Erri de luca, de passage

Posté en tant qu’invité par claudio:

"En grimpant, je me procure un désert provisoire. J’entre dans un lieu vide ou très peu fréquenté, un lieu ou je peux jeter un coup d’oeil sur le vide qui nous a précédés ­ - et qui nous succédera, je vous le promets. Là-haut, je me trouve en situation d’hôte, mais pas d’invité. Et j’appartiens un peu moins à ce temps qui a la présomption d’être résident sur terre, d’être le patron de la terre, de l’air et de l’eau.

Et puis j’ai des sentiments inactuels, comme celui d’être violemment, substantiellement, de passage. Physiquement, évidemment, à la surface des montagnes, mais aussi sur celles des lettres hébraïques : je m’en tiens au caractère littéral des Ecritures, je n’interprète pas. Je crois que ce texte est à prendre ou à laisser, dans son entier. Je n’aime pas descendre dans les profondeurs du sol ou de la mer : je nage, mais je ne plonge pas. Je suis quelqu’un de surface.

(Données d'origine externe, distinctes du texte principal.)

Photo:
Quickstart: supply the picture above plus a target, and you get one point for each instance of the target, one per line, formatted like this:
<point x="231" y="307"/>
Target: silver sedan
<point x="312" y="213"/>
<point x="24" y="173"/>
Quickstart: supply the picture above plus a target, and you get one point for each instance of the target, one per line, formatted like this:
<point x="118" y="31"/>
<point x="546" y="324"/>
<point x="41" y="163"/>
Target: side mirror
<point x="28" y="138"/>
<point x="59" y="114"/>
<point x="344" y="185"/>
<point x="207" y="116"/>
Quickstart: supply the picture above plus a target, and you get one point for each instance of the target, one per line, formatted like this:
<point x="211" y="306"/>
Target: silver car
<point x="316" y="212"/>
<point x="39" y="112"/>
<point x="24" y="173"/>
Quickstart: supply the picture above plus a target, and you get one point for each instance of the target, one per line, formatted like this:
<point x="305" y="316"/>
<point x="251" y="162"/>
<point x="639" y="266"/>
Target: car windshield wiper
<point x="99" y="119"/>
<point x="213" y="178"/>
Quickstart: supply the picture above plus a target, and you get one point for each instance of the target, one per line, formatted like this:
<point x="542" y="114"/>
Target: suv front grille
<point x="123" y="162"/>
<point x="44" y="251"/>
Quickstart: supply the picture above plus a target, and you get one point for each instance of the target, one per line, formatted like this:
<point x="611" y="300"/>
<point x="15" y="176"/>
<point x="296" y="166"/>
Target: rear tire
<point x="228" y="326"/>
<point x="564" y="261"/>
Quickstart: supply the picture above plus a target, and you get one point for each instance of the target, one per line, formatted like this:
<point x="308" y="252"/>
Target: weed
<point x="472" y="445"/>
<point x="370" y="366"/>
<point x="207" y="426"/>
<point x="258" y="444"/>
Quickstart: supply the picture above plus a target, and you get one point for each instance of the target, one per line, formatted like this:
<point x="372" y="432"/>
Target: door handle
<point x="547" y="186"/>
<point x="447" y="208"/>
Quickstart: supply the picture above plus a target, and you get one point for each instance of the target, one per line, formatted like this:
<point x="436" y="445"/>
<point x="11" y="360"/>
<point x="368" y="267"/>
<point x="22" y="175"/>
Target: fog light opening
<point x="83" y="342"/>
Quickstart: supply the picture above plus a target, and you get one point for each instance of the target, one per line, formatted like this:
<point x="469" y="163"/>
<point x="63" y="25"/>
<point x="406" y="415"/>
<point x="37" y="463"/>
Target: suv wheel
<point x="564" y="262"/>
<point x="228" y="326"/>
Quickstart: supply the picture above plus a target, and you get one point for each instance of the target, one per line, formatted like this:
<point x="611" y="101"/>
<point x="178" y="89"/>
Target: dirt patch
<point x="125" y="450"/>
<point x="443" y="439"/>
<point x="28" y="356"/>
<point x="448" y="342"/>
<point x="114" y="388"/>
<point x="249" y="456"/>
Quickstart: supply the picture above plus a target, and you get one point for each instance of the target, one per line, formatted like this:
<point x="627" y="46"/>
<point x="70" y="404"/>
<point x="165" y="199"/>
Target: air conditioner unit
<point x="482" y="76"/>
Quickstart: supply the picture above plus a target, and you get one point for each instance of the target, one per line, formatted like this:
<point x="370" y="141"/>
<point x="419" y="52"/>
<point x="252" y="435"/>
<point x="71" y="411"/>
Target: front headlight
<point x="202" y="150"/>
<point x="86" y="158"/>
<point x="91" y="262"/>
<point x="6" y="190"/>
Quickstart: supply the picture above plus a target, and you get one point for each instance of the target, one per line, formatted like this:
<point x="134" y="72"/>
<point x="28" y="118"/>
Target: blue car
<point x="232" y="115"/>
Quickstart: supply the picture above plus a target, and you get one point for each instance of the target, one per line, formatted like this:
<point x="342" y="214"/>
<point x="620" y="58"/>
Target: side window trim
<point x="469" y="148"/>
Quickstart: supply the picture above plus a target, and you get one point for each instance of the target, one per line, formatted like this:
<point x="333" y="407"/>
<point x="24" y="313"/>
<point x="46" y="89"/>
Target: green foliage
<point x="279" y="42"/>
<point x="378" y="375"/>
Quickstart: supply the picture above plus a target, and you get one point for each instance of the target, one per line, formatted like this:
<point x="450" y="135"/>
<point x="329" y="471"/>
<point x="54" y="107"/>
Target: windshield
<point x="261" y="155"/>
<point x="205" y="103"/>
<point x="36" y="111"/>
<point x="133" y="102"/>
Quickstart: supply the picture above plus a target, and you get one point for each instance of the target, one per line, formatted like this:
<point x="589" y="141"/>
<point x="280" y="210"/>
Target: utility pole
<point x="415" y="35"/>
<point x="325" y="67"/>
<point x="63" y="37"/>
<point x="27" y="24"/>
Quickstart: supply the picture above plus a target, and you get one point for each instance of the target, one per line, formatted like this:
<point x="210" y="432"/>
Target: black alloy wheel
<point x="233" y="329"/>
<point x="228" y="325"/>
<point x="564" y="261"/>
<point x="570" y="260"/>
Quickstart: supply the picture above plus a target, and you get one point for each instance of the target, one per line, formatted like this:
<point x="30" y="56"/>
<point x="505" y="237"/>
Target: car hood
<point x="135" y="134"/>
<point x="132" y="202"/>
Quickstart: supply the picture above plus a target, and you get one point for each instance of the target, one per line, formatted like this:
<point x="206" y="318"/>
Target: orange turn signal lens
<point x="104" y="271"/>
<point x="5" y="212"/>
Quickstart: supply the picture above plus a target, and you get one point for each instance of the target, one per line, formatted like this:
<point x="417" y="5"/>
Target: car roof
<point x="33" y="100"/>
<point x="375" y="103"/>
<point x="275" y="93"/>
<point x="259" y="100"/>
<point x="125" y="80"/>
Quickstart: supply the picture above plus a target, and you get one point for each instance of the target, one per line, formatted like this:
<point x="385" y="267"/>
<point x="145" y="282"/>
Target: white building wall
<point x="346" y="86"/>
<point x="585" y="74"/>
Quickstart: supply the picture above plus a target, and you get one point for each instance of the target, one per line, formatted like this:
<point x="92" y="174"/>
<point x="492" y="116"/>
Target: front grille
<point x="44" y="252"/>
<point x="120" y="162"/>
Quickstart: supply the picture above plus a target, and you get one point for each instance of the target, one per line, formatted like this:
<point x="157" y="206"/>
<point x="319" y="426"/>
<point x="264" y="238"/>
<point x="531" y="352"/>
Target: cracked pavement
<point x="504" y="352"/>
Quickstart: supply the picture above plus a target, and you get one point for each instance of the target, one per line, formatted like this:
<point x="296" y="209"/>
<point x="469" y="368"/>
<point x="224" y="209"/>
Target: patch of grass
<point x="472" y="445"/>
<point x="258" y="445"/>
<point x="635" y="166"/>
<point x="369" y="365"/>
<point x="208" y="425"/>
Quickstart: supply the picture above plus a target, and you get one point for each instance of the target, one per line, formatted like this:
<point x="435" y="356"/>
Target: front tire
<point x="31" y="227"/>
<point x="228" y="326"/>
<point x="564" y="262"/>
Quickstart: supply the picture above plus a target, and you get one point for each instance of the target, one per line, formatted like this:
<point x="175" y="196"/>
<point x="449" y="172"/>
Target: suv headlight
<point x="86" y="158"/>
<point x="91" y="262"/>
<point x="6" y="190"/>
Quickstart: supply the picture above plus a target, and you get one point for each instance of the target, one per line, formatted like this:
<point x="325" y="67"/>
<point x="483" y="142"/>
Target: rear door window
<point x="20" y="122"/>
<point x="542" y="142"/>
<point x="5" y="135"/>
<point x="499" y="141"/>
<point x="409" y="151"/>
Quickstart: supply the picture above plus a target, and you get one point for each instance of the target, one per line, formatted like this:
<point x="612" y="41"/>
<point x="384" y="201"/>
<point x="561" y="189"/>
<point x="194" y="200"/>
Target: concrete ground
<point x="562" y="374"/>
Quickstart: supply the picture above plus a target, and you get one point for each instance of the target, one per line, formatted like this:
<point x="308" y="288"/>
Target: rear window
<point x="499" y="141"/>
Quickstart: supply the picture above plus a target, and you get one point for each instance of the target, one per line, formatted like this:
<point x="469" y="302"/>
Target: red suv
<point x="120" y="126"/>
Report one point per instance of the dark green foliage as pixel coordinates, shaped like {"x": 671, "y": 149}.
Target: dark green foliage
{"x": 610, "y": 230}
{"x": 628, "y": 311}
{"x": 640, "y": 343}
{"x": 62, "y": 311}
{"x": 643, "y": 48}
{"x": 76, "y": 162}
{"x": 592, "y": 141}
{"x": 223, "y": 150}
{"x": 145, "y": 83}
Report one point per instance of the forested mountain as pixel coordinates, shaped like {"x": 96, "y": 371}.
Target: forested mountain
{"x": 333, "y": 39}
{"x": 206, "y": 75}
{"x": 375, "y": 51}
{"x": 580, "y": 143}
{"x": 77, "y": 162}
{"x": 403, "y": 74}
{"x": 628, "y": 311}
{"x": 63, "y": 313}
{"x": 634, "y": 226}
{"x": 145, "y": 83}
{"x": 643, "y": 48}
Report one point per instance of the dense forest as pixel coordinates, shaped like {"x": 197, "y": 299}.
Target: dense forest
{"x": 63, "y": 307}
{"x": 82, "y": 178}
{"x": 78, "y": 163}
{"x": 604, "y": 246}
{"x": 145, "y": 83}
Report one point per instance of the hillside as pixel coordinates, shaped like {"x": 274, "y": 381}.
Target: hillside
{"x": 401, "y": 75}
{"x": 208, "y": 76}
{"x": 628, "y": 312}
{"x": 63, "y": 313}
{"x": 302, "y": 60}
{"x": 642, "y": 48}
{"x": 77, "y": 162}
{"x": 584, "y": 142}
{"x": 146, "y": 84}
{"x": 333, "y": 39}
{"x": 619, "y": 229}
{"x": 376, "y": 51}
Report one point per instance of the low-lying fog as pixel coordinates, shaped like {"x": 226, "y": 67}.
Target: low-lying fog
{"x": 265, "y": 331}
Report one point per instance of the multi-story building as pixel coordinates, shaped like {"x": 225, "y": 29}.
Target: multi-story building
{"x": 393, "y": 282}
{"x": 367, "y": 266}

Je me sens tellement de passage qu’en montagne, je ne plante jamais de clou. J’utilise ceux des autres, ça oui, mais jamais je n’ai donné un coup de marteau sur une paroi rocheuse. Et quand j’arrive au sommet, une sorte de pudeur m’empêche d’écrire sur le livre qui se trouve parfois là, pour que les alpinistes laissent quelques mots. Je ne veux pas laisser de trace ­ - seulement celle de mes pas, mais en montagne, la neige a tôt fait de les recouvrir, c’est même l’un de ses dangers."